Dandan Song, Borui Li, Yan Liu, Peixu Guo, Yaqin Mi, Binju Yang, Haiyuan Qu, Yueluan Jiang, Yang Song, Chengxiu Zhang, Guang Yang, Guoguang Fan, Miao Chang
The MRF-based habitat framework noninvasively decodes ITH, improves preoperative IDH genotyping, and identifies pathophysiologically distinct subregions with prognostic relevance.
PURPOSE: To develop and validate a magnetic resonance fingerprinting (MRF)-based habitat imaging framework for noninvasively decoding intratumoral heterogeneity (ITH) and preoperatively predicting isocitrate dehydrogenase (IDH) mutation status in diffuse gliomas.

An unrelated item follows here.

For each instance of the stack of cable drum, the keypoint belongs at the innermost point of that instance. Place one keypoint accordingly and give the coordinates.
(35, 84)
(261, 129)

MATERIALS AND METHODS: In this prospective study (January 2024-September 2025), 141 adults with diffuse gliomas (56 IDH-mutant, 85 IDH-wildtype) were enrolled. Tumors were segmented into three habitats via K-means clustering of coregistered MRF-derived T2 and free water maps. A habitat-based radiomic model for IDH status was developed in a training cohort (n = 98) and validated in an independent test cohort (n = 43). Its performance was compared against a conventional whole-tumor model using area under the curve (AUC) and net reclassification improvement (NRI). Pathophysiological validation was performed by correlating habitats with the Ki-67 proliferation index, dynamic contrast-enhanced magnetic resonance imaging (Ktrans), and apparent diffusion coefficient (ADC). The prognostic value for progression-free survival (PFS) was also assessed.
RESULTS: The MRF-habitat model outperformed the whole-tumor model for IDH genotyping (test AUC, 0.819 v 0.758; NRI, 0.833, P = .003). It identified a prognostically significant subregion (Subregion1) where T2 uniformity was an independent predictor of PFS (hazard ratio: 0.008; P = .033). Subregion2, a hypoxic-angiogenic niche, correlated with Ki-67 and exhibited higher Ktrans and lower ADC in IDH-wildtype tumors (both P < .05). Patients stratified as high-risk by the model had significantly shorter median PFS (5.8 months v not reached, P = .043).
CONCLUSION: The MRF-based habitat framework noninvasively decodes ITH, improves preoperative IDH genotyping, and identifies pathophysiologically distinct subregions with prognostic relevance.